1897 Quinine Gin includes a range of botanicals - juniper, coriander, angelica, nutmeg, cassia, cinnamon, orris, liquorice, pink and white grapefruit, orange and lemon peels. The unique ingredient however is cinchona bark, that magical bark that was once used to treat fever and which gave birth to the quinine tonic we so love to have with our gin. In essence this is the history of gin in a bottle. This bounty of ingredients is distilled to strong 45.8%. The bottle itself looks solid and robust, with an intricate art-nouveau like label, which makes it stand out from the crowd.

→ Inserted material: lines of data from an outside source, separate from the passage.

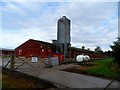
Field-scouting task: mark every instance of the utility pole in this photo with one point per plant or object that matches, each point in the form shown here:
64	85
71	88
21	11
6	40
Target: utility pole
12	63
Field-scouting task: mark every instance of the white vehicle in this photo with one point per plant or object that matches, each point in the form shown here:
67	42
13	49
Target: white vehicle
82	58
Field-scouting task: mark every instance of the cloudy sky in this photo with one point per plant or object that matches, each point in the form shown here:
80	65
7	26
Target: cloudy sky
92	23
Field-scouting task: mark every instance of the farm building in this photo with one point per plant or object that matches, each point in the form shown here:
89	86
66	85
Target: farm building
44	49
4	51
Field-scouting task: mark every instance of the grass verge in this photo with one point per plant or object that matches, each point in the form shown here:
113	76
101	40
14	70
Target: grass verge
101	68
20	80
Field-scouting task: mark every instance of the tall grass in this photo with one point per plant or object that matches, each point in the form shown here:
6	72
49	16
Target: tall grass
104	68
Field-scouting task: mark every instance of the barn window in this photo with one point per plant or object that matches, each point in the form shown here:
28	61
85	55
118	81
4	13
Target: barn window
42	50
20	52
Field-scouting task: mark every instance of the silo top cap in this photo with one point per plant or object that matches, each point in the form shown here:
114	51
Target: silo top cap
64	17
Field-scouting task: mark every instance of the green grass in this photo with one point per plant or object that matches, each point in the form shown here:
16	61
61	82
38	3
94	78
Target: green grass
104	68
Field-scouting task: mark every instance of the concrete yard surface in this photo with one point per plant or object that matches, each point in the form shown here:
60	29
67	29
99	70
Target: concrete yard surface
68	80
64	79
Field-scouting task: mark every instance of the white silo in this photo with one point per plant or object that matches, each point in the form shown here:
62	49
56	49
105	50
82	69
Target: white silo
63	35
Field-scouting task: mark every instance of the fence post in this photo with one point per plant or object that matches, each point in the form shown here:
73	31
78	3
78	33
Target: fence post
12	64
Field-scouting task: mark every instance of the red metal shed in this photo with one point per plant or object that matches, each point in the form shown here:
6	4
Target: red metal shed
35	48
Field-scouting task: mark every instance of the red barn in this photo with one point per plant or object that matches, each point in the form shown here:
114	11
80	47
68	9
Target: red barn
44	49
35	48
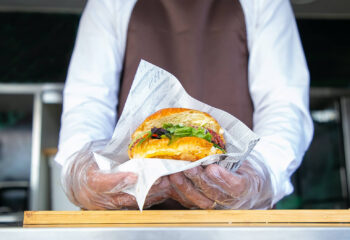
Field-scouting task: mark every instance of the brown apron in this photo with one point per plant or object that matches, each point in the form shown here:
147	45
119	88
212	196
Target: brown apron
202	42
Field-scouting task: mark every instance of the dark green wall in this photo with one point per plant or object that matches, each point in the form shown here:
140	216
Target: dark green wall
36	47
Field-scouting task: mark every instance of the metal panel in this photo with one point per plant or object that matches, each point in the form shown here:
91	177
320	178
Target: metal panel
242	233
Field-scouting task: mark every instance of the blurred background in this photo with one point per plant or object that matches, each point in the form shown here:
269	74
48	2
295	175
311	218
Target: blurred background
36	42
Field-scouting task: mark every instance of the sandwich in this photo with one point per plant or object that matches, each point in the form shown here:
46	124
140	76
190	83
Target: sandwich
177	133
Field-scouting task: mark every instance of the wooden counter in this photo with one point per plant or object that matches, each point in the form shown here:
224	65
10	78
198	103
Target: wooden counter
188	218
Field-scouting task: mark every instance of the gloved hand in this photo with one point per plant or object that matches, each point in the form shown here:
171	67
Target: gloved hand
90	188
213	187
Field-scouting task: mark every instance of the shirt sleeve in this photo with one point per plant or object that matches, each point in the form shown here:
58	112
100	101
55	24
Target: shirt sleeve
279	87
91	89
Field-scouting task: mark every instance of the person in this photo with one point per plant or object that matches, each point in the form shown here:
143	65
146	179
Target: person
244	57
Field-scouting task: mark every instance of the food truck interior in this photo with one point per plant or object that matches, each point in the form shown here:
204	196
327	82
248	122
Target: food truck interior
37	39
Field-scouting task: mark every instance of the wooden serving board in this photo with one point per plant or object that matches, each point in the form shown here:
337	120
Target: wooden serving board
187	218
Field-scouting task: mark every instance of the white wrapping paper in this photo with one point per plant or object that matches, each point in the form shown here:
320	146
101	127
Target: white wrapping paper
153	89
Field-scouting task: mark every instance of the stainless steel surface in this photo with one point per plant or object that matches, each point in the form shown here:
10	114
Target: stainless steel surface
345	113
38	182
13	184
242	233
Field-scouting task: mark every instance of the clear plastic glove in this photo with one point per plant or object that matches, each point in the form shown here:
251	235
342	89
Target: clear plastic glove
213	187
90	188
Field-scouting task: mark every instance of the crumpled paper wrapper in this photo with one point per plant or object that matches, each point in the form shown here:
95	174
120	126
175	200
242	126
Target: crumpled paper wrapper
153	89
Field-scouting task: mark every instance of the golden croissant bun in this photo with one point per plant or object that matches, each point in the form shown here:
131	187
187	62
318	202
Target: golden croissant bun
177	133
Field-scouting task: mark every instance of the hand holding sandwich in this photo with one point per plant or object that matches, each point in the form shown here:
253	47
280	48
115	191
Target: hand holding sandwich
190	135
91	188
213	187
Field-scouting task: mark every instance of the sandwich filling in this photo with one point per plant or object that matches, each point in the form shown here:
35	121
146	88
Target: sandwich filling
174	132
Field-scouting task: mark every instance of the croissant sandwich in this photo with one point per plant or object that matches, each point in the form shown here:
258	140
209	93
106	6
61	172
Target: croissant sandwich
177	133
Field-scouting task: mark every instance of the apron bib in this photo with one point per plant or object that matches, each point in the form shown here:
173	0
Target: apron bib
202	42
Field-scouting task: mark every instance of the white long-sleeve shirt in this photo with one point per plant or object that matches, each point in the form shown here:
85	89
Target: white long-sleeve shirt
278	83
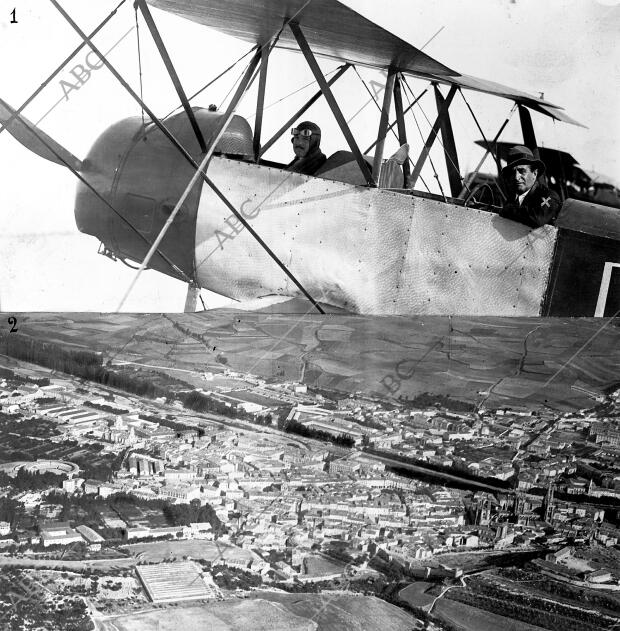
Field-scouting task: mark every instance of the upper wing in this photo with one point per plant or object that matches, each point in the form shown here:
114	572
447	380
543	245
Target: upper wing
332	29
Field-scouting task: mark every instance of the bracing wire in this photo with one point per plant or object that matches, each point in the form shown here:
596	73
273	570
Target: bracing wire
438	137
372	96
415	120
139	60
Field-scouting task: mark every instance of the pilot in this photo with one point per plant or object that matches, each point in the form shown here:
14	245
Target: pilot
529	200
309	158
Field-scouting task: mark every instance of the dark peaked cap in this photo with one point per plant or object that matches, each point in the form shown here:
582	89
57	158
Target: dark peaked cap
522	155
313	127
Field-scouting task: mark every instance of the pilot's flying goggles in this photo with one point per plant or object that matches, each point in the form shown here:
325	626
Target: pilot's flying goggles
301	132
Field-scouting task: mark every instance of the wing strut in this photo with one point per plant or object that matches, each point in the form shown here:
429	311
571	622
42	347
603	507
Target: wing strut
213	140
333	104
449	146
400	121
409	107
159	42
260	100
303	109
383	122
529	137
431	137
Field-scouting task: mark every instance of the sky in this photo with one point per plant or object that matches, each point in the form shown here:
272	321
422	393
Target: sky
567	49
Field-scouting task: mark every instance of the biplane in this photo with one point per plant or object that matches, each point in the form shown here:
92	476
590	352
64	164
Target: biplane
193	196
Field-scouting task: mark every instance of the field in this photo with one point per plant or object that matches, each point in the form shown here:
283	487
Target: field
415	594
333	611
466	618
498	361
196	549
257	615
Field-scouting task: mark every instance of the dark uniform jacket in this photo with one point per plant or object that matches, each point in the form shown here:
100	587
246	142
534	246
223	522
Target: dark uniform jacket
310	164
539	207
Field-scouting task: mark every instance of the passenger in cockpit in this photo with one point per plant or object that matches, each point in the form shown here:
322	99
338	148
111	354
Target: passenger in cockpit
306	139
530	201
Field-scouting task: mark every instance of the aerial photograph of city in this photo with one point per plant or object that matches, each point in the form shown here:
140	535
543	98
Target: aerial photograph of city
232	470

Whilst I’m sure we can all agree, a gin that contributes to the prevention of malaria is a noble cause indeed, but how’s the gin itself?
Fox's tasting Notes
Like a warm night on safari you’re hit with sweet earthy notes that cloud your head with pleasant warmth.
1897 Tasting Notes
Nose: Clean and citrusy, leading into more earth notes
Taste: The floral quinine brings a classic bitterness, which warms into a spicy/sweet heat
Finish: Warm and woody, with a flash of grapefruit.
Average Price: £39.95
In conclusion this is a rather tasty bitter-sweet gin and well worth a try. If the quality of the gin alone wasn't enough you are also making a small donating to a charity that will try and make the world a slightly better place for someone. Drink gin and help the world - a motto I could live by.